Insurers are lobbying the government to extend the period of time in which those who are uninsured but affected by the riots can claim compensation from the police.
Under the 1886 Riot (Damages) Act, which the recent spate of riots across the country fall under, anyone who has property or buildings damaged due to a riot can request a pay out from the local police force. There is no limit on how much can be claimed; however it must be done within 14 days.
Insurers have already advised that they will pay out on claims from customers who have been caught up in the troubles, but they are also advising non-customers and those who aren’t insured to apply for claims from the forces’ compensation schemes.
The Association of British Insurers (ABI) however said that this could prove extremely difficult to do within the 14-day time limit currently imposed.
A spokesman for the ABI said, "In many cases the properties, residences and businesses damaged and destroyed are currently crime scenes or are entirely unsafe due to structural defects caused by fire, for example.”
"In such cases owners are prevented from entering their homes or business premises to assess the damage they have suffered."
Due to this, the ABI has met with home secretary Theresa May hoping to extend the current claims period from 14 days to 42 days so that homeowners and businesses are given the chance to assess the damage, and also to find out about the scheme and how to apply.
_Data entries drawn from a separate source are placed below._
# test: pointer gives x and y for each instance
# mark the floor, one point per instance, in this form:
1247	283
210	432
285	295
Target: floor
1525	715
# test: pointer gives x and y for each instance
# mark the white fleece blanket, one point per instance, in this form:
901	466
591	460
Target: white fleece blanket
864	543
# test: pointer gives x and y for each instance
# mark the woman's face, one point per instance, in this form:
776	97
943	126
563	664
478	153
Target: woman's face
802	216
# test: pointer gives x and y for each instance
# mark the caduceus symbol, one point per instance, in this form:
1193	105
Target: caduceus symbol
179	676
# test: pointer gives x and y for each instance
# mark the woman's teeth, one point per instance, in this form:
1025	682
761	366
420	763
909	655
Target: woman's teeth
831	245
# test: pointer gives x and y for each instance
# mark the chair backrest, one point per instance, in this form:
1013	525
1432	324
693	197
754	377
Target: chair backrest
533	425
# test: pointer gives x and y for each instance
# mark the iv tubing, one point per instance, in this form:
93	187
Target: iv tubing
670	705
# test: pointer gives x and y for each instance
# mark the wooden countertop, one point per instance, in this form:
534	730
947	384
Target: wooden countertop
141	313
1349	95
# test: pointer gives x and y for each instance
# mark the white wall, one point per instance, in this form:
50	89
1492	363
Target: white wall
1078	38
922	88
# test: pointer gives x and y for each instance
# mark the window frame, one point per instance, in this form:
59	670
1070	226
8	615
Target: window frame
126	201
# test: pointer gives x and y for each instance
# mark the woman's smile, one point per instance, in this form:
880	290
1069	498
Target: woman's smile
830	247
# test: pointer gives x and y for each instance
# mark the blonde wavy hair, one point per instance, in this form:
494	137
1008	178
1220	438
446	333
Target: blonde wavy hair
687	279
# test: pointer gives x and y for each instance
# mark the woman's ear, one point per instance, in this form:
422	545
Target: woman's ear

The ABI also went on to assure those affected that contrary to reports, there is no need for the recent troubles to be designated as a riot for the schemes to pay out. There are different sets of criteria that can be used such as the number of people involved.
Insurers have also warned that the cost of the rioting has already reached the £100m mark before the rioting in Manchester and Gloucester began. Although insurers will be looking to pass on the cost of the claims to police, Labour MPs have warned that many small companies face bankruptcy as a result of looting and disorder, and the economic recovery that Britain is currently in could be knocked substantially off course.